Bad security can kill (Hacking a pacemaker)

A research team was able to hack into a pacemaker/heart defibrillator, in a laboratory setting. :eek:

NY Times article (subscription required, I believe)

Medical device Security Center Web site where the paper is posted.

FAQ about the paper

and finally,

Text of the paper (PDF)

This was a laboratory based attack on a device that was NOT in a patient. Never the less, this is scary stuff. Oh, and hackers could get private medical info as well as forcing the pacemaker/defibrillator to fire when they want. Or they could just run down the batteries, which require a surgical replacement.

Scary stuff.

I don’t know much about pacemakers. I always assumed you had to be hardwired to one to fiddle with it… so wouldn’t it be a mite tricky once the pacemaker is implanted?

Oh, Really Not All That Bright, you know that wires are just soooo Twentieth Century. It’s all wireless now.

Wireless communications allows doctors to make adjustments to the devices, or download records from the devices, without opening up the patient. There are proposed devices which allow remote access, for patients in rural areas. The remote access devices may actually exist - I wasn’t clear on that part.

A part of the FAQ that I thought was clever was the author’s proposal of security methods for implantable medical devices that (the authors claim) use the RF power of the hacking signal to run the security measures, rather than drawing down the batteries. Often the batteries have to be replaced via surgery, so discharging the batteries is a form of attack.

Future newspaper headline:

**“Octagenarian Hacker Makes Woman’s Heart Go Pitter-Pat” **
“I thought it was love”, she said, “but it was just bad code.”

I have a friend who has one (actually, a fairly new one – it was inserted last fall, to replace one from 13 years ago).

She has a small pad she holds next to the pacemaker (near her shoulder) and it wirelessly communicates with the pacemaker, and can download recorded date on how it has been working and any problems it encountered. Then she can connect that to a phone modem, and upload it to her cardiologist. And the data must be stored with date/time on it; they’ve told her to write down the date/time when she has an incident where it isn’t working as she wants, then they can look back to find the pacemaker data from that time and see just what was happening.

The doctor has a similar device, but his can also re-program the pacemaker parameters. I think they even have the technical capability to able to send a reprogramming ‘update’ over the phone to her, which she could use to re-program her pacemaker. But they don’t do that; they always do that when she has come in to the office for a checkup.

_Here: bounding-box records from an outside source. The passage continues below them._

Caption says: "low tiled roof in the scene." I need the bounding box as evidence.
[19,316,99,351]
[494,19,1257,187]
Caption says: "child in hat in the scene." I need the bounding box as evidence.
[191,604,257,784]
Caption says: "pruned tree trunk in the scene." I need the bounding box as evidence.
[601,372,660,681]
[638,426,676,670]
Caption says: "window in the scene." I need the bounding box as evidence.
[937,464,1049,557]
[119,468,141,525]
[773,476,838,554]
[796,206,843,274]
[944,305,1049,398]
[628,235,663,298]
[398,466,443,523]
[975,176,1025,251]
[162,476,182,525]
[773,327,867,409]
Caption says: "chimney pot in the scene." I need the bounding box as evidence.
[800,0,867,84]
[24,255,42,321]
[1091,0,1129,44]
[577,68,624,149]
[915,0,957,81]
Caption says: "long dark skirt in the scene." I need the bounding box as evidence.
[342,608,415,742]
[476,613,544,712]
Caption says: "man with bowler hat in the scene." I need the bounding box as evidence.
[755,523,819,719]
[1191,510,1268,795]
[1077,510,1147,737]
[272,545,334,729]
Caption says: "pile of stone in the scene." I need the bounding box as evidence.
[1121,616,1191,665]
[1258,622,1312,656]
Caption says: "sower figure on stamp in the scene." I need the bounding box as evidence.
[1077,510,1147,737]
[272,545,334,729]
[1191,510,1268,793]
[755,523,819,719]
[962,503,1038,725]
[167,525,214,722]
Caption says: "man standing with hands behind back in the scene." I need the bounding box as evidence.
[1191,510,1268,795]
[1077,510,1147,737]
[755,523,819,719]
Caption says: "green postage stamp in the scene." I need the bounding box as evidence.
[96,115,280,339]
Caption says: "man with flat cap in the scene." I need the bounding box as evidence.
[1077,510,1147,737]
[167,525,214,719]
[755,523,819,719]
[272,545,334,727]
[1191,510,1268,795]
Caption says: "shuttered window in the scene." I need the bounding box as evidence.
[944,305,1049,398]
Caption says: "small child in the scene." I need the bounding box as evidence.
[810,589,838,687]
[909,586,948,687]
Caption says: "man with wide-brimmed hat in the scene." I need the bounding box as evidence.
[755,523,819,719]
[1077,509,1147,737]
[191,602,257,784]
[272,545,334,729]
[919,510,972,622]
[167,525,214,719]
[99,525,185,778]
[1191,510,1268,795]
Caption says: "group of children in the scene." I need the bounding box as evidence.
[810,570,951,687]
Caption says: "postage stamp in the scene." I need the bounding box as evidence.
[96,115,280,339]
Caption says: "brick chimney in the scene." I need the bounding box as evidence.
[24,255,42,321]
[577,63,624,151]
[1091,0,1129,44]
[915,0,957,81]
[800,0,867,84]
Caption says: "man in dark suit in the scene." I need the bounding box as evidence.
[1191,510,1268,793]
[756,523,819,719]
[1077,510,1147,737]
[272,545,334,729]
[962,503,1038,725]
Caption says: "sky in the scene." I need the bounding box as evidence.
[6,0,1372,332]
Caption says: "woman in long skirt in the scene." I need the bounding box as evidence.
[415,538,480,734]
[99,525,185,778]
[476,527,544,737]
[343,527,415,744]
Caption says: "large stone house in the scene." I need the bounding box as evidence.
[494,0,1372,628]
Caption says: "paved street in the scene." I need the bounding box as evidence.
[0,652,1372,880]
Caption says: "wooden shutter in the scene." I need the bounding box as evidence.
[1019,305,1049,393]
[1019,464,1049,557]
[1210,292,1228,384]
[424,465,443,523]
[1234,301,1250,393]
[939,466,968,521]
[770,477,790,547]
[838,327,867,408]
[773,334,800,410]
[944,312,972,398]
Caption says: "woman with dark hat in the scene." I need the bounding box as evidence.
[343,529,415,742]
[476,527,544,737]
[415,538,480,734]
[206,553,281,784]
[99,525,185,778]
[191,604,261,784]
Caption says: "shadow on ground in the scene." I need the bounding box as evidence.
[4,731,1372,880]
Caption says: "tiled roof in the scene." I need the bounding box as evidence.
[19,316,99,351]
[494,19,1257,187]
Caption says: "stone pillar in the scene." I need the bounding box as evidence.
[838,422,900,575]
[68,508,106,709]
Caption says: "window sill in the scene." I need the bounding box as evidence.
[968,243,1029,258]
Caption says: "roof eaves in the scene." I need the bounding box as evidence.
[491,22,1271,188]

But her reading device has to be held right against her body to work, and kept still. Wouldn’t a ‘hacking’ device also have to be held up against the patient for it to work?

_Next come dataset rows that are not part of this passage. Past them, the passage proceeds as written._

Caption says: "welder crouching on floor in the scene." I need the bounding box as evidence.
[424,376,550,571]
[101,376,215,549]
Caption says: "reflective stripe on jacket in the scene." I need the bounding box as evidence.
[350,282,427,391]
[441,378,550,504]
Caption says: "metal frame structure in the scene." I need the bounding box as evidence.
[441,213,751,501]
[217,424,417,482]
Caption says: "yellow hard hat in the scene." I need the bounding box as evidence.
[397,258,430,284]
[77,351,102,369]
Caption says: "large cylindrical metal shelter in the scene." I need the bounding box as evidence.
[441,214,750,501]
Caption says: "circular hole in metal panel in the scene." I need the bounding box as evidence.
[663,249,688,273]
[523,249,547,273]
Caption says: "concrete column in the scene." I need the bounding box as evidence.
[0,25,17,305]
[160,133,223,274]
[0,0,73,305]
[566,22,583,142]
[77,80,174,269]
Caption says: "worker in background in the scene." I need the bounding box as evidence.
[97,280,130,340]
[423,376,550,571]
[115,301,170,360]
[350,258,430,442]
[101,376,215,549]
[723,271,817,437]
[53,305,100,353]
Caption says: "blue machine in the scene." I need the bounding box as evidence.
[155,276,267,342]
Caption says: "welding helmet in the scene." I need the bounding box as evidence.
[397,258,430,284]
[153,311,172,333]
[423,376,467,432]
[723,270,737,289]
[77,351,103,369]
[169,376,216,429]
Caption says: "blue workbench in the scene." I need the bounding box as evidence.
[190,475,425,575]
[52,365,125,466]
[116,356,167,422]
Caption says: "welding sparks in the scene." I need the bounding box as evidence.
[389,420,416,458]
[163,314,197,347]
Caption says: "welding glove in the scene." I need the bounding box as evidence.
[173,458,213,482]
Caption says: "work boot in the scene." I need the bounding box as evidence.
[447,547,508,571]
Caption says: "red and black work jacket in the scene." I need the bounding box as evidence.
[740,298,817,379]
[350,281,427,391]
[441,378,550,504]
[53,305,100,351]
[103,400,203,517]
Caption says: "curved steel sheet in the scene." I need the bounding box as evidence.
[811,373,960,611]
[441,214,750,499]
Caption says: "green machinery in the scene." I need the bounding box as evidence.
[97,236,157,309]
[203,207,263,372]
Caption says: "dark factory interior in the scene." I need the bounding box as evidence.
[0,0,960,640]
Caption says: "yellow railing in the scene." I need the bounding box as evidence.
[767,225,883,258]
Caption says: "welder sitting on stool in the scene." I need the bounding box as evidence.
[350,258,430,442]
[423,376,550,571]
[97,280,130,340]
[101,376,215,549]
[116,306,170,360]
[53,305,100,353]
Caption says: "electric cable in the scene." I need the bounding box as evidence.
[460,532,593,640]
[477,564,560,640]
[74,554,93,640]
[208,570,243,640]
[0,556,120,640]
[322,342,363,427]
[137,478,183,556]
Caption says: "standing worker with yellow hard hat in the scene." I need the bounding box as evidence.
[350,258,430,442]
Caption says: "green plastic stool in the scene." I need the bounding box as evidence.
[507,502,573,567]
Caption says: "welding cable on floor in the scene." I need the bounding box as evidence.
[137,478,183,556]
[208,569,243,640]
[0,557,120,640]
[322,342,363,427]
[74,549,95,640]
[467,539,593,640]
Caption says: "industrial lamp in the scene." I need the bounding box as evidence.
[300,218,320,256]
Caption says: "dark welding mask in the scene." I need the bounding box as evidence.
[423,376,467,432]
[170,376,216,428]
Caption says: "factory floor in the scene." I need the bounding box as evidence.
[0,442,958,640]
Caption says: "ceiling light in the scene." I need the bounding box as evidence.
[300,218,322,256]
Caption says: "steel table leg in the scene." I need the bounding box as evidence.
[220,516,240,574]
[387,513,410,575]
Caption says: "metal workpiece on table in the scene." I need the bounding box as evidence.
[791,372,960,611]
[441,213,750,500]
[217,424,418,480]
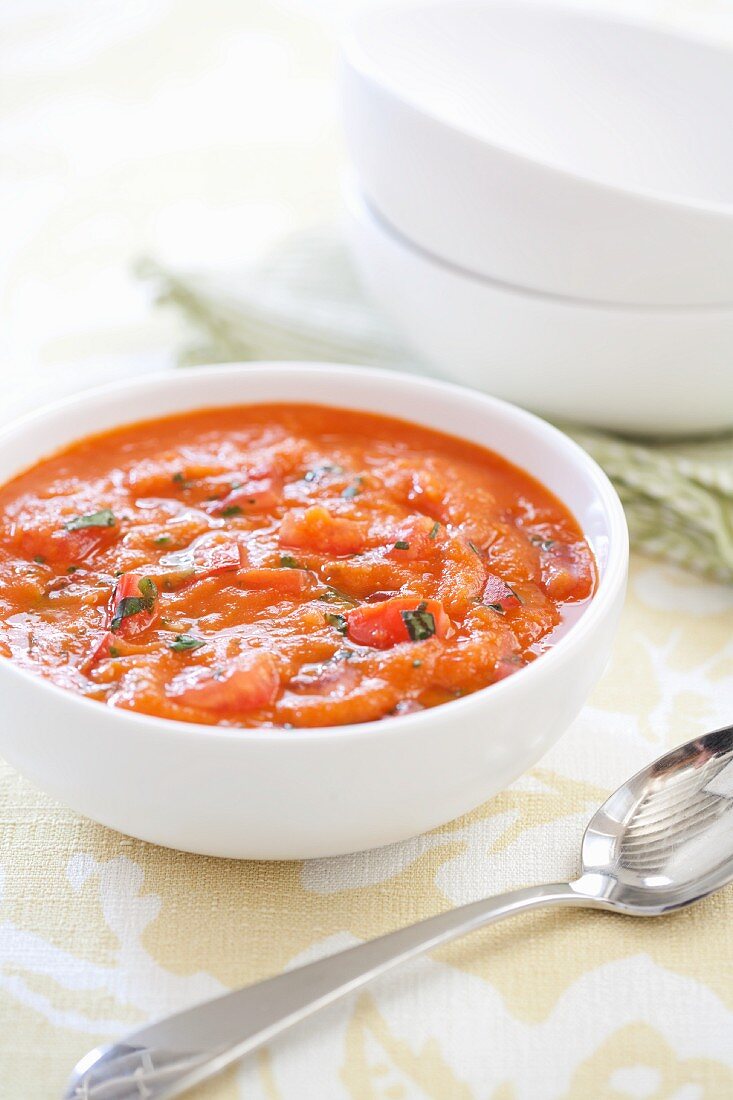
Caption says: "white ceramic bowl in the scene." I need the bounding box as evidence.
[342,0,733,305]
[0,363,627,859]
[347,182,733,436]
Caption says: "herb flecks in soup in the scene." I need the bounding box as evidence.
[0,405,594,727]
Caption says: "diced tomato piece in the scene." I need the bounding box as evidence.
[540,541,595,601]
[79,630,114,677]
[168,650,280,715]
[237,569,315,596]
[387,516,438,561]
[486,523,540,582]
[108,573,160,638]
[280,504,367,554]
[344,596,452,649]
[194,541,242,581]
[275,677,402,727]
[207,477,281,516]
[18,527,118,569]
[482,573,522,612]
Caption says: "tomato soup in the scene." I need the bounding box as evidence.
[0,405,595,728]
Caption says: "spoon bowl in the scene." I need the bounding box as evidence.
[64,726,733,1100]
[579,726,733,914]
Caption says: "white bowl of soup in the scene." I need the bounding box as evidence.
[0,363,627,859]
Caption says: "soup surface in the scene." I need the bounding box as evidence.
[0,405,595,728]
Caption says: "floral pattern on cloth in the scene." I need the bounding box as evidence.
[0,559,733,1100]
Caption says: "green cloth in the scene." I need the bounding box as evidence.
[143,231,733,582]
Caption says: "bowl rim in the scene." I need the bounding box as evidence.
[352,185,733,321]
[340,0,733,219]
[0,360,628,745]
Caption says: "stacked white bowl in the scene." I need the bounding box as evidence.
[341,0,733,435]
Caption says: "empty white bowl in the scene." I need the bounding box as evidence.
[347,187,733,436]
[0,363,627,859]
[342,2,733,306]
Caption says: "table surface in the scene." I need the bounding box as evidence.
[0,0,733,1100]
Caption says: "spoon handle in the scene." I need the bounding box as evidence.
[64,882,598,1100]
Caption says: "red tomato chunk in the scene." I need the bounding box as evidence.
[0,405,595,728]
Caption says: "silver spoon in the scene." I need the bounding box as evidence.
[64,726,733,1100]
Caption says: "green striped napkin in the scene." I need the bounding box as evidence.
[143,230,733,581]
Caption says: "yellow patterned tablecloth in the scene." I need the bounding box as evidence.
[0,0,733,1100]
[0,560,733,1100]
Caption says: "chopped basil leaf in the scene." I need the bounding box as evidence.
[304,465,343,481]
[324,612,348,634]
[168,634,206,653]
[341,477,364,501]
[109,576,157,634]
[64,508,117,531]
[400,603,435,641]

Not necessarily–the max power and range of the device for receiving commands is dependent on the antenna size, not the typical power used–that is, if the hackers use a bigger broadcast antenna and reception dish than the standard programming apparatus, the viable range of hacking attempts will be correspondingly increased.

I find it not so much scary as really neat. Not only do I work in technology, but I work in cardiac surgery. I had no idea we did stuff this cool. And now that Medtronic knows about the security hole, they can do something to fix it.

I was wondering who would actually go to the immense amount of trouble to screw with someone’s VAD and why. Then the article mentioned Dick Cheney.

“Twice up to overload and back down dead” - Cordwainer Smith, in Scanners Live in Vain.

The story should be in any collection of his short stuff. Go here to read the first paragraph.

Tools —> Windows Update ----> Custom Install -----> “Now searching for latest available updates for your pacemaker”…

From the times article.

Bolding mine

So if you kidnapped a person and made them stand still long enough you could hack the device.

Of course you could just shoot them, or throw them in a tank full of sharks with laser beams attached to their heads.

Or you could invite them over for coffee and seat them near the computer.

2 inches from the sensors, hooked to your $30,000 while a whole team of guys work on the problem.

I wonder how long a ‘sustained’ effort takes.

Hours? Days? Weeks?

snerk

I was just telling my boss about this.

He already knew. He was on the team that worked on it.

Featured in the triller Hard Rain published back in 2002. Not that big of a logical leap considering that pacemakers haven’t been wired for a long time, and that the general public have been warned about microwave or cell phone interference. Frankly, I’m surprised that this is considered big news rather than being looked at as just a demonstration of a theoretical vulnerability.